The market at large, took two distinct approaches to address this problem: building more tools and building out managed services.
The first involved creating yet another tool—designed to pull the information from all of these other disparate tools and work with them in a single console. And just like that, a new security point-product sprung up to solve the tool-set problem, which has subsequently morphed into what we know as Security Information and Event Management, or SIEM. This was a viable solution for companies that had the security maturity and staffing to solve the problem of individual tool complexity, but all it really accomplishes is to put all the problems in one place versus having to search across multiple tools. Did it really help drive better security outcomes?

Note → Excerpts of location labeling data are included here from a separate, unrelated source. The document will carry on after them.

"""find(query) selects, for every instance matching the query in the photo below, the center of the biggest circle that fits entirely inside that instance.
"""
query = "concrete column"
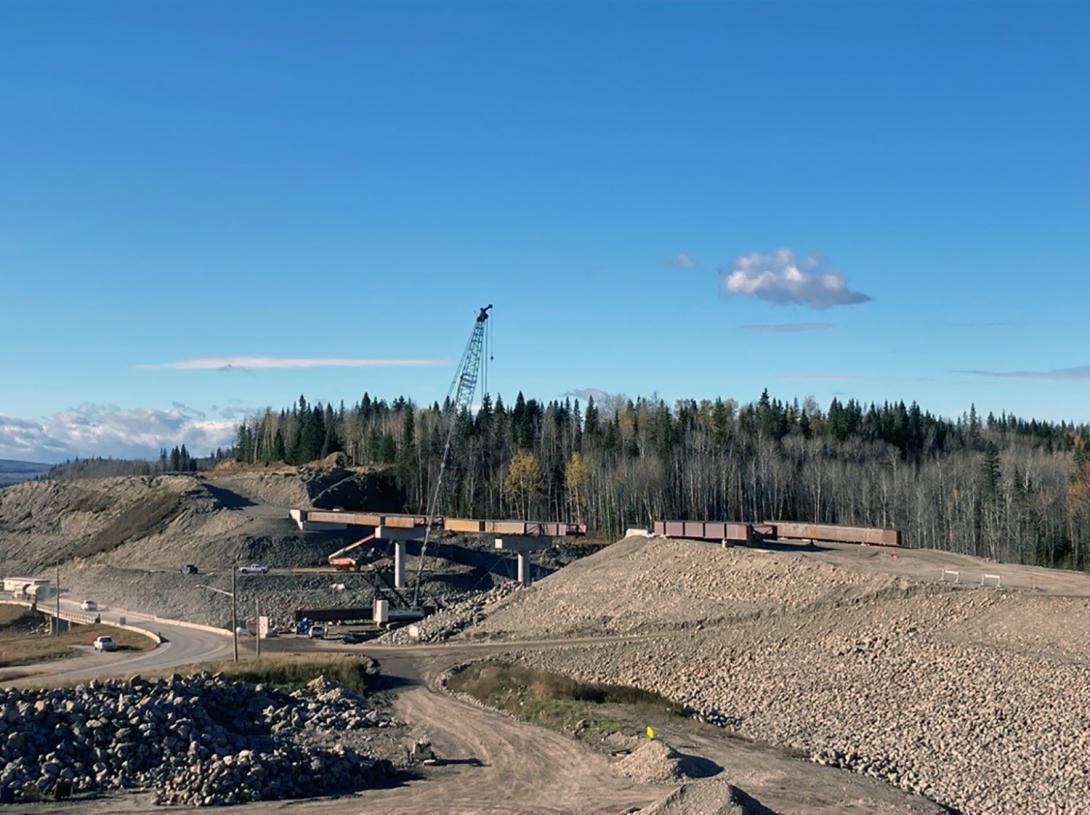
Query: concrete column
(398, 537)
(522, 545)
(399, 564)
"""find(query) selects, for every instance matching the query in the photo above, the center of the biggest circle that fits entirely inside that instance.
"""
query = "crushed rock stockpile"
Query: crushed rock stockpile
(202, 740)
(977, 698)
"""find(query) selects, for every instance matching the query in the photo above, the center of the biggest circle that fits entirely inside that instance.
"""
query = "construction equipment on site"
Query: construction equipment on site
(459, 398)
(343, 561)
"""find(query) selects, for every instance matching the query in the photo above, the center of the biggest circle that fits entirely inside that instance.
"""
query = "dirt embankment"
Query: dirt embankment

This brings us to the second solution: outsource it! Numerous national, regional and local managed security service providers (MSSPs) sprung up to offload this particular challenge from the customers. Of course, this didn’t really address the problem either—it just shifted the burden of responsibility and moved the cost from a head-count expense to a recurring OpEx (operational expense) charge. This was a fine way to make the problem go away, and was a convenient option for many organizations, but it didn’t really fix any of the fundamental problems that created this mess in the first place.
We spend a lot of time with the analyst community and one of the things that we constantly grapple with is getting shoehorned into being categorized as a pure services company or a pure tools company. Pockets of that community are starting to look at the Managed Detection and Response (MDR) space and acknowledging that there is a different approach, but by and large, the majority of the assessments are either services-focused or tools-focused.

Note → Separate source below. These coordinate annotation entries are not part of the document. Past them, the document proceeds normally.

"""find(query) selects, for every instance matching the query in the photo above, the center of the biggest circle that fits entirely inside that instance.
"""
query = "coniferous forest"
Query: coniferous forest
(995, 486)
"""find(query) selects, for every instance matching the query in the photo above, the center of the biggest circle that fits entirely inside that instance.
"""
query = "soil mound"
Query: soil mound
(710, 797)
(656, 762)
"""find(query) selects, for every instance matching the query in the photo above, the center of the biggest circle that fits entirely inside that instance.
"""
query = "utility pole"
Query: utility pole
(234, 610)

Consider these two situations that have come up in recent analyst evaluations:
- The measurement criteria for a tools company is the “ease of software installation by the customer without the assistance of additional services.” How do you measure a vendor who delivers this as a service and always performs the installation as part of their onboarding? We have trained experts that have been doing this for over a decade. What looks complex for an end-customer to deploy themselves has been streamlined and improved by dedicated professionals over many years.
- The measurement criteria for a pure-services company is, “How far-reaching/broad is your capability across the entire security landscape?” We never claim to be able to address the entire security landscape. We’ve specialized to solve a defined set of issues to address the biggest pain points that our customers are experiencing. Part of the reason we are so successful at addressing the problem at hand is that we have curated the breadth of what we want to solve.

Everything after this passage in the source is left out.